Through an editorially supportive position for Latvians as a community (after WW1 the newspaper published ‘free’ ads for refugees looking for their dispersed relatives, had many Latvian former Herrnhuters as editors, and greatly furthered literacy among the Latvian people by publishing popular novels) and fortunate turns, the newspaper “Jaunākās Ziņas” (Latest News) became very profitable and made grandfather (editor-in-chief) and his partner one of Latvia’s first millionaires. In its heydays, the newspaper was a de facto bond for Latvians: though its maximum circulation (weekends) reached only two hundred thousand, the newspaper was read by up to five people, which brought to it virtually every Latvian.

Nevertheless, the long-term destructive forces borne of Enlightenment (and hope that Reason was reasonable) and Capitalism were continuing with their destruction of society out of sight, so to say.

‘Reason’ had dictated the founders of the Latvian state to trust that ‘reason’ would dictate every man and woman to come to basically the same reasonable conclusions. It did not. Instead, reason led to war, and war led to near absolute self-isolation of individuals and disregard of community interests.

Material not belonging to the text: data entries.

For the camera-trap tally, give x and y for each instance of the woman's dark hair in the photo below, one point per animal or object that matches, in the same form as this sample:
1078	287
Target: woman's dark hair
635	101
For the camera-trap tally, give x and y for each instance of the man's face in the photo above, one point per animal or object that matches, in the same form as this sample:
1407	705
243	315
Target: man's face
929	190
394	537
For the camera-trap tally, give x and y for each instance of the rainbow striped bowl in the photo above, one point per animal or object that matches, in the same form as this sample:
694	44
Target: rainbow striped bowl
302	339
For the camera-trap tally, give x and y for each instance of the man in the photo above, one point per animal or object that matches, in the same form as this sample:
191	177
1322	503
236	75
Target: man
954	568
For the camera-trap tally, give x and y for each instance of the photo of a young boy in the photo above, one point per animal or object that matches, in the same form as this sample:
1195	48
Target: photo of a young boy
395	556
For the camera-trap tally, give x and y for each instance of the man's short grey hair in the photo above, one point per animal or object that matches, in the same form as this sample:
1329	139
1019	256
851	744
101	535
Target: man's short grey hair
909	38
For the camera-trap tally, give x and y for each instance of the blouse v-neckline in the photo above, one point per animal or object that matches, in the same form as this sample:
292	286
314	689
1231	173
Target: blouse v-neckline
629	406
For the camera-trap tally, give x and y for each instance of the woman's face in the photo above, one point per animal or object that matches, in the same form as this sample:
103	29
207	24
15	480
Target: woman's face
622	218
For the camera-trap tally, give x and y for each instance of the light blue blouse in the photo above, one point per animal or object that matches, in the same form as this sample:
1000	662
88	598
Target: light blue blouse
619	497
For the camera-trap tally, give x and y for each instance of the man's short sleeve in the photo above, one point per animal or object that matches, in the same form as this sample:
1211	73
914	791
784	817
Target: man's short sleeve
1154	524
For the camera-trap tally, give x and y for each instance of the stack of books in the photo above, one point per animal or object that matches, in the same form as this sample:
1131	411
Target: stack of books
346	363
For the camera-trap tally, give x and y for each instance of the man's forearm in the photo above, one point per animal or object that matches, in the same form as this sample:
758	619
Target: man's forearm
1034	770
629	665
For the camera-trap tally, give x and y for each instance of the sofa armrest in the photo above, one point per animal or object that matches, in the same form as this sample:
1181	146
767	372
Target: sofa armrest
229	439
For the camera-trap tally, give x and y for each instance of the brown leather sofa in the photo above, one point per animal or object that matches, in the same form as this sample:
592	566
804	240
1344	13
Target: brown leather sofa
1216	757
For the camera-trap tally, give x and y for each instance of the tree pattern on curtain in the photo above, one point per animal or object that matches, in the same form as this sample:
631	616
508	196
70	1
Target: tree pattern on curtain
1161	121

The disintegration of the community became first visible in politics and gradually filtered itself to the community. Ulmanis, a politician, with his roots in the war for independence and military contacts, organized a successful coup and prevented the nation from disintegrating and dividing itself between the haves and have-nots. Ulmanis economic policies extended the base of the haves. His interest in the culture of folklore united Latvians in a culture that was based more on the culture prevalent in the countryside than it being overrun by urbanism.

Whether grandfather sympathized with the Ulmanis Regime, I do not know, except that the newspaper had to toe the line delineated by the State Information Minister. As for his wife, Emiliya, she took great pleasure in dressing for and playing the role of the First Lady to a President who was an unmarried single man.